Chris: Well, when do you think we’re going to be able to use Bitcoin to just buy a coffee?
Sam: Never. I don’t know. I don’t know. Well, I think first it’ll probably be the Central Bank Digital Currency period of time. And that’s probably now. In the States, we’re way far behind.
Chris: Oh, yeah.
Sam: Look at some of the countries in Latin America, or throughout Africa, like BitPesas in Kenya, that moved to digital ecosystems first.
I think this, again, comes back to governance. It comes back to existing banking infrastructure, and payments, where will we move to first? I think then the idea of de-dollarization, or of reserve currencies is a much bigger question. Right now, there’s still that debate from the beginning — is Bitcoin a store of value?
Maybe it’s more the sidechains we can use to buy a coffee. But I don’t even know if that’s, again, speaking of the future, something that I would like to manifest. I don’t know if I want every transaction automated and tracked.
If you completely do that, where’s that trust, that beautiful bond that forms? I wrote this in my first book (“Bitcoin Pizza”), of me going down to the local bodega, the coffee shop on the corner in New York. I don’t need to go for these fancy coffees. I go for the $1 coffee at this place, and we have a chat every day, and we know each other’s names.
And if, like the other day, I was walking and I forgot my wallet, like no joke. It’s like, “Oh, it’s $1 dollar, I’ll see you tomorrow, because you do the same thing every day.” And they know that. Or they have the opportunity to just be like, “It’s fine.”
I think if we over-automate in the future, especially with payments, we open up these possibilities where it could then be tied to, “Well, you don’t have money in your hand chip, so no coffee for you.” And, “Oh, if I actually give you the coffee, then I get a knock on my system.”

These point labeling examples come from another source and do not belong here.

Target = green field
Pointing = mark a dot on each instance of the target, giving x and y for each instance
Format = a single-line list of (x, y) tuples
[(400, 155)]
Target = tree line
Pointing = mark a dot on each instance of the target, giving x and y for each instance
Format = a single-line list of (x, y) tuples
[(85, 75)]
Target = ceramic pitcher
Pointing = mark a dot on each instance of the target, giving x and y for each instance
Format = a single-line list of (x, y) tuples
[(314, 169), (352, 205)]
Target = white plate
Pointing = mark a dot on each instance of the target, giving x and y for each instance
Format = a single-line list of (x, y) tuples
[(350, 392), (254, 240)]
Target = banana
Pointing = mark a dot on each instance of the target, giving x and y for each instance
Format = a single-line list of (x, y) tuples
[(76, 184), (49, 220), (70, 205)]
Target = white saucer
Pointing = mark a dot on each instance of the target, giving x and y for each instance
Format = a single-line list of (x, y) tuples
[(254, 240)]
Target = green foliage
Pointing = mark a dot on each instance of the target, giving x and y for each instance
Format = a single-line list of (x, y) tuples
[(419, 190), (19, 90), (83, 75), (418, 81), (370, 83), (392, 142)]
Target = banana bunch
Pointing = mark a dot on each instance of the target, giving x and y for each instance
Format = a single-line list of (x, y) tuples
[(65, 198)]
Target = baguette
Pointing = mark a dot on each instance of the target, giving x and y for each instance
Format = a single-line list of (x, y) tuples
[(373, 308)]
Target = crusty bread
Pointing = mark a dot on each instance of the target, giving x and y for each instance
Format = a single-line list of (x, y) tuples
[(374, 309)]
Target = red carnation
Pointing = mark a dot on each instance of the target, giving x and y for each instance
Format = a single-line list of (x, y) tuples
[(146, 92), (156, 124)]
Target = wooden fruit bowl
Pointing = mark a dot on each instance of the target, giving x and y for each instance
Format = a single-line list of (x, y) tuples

I think we have to be careful with those things. I think there’s a reason why we didn’t jump straight into that world. And again, it’s coming, but it’s just, I don’t know if it’s specifically Bitcoin that will be the tool for the coffee.
Chris: Yeah. Yeah. Well, I just want to say thank you for — one, all of the work you do, and coming here to kind of expand our minds, thinking about what’s next, and also reminding us of where we came from. So Sam Rad, thank you so much for coming to the studio.
Sam: Thank you. Thank you for having me. And yeah, I hope this is helpful for everyone who’s on the other end.
Chris: Yeah. It’s good. Thanks so much for coming.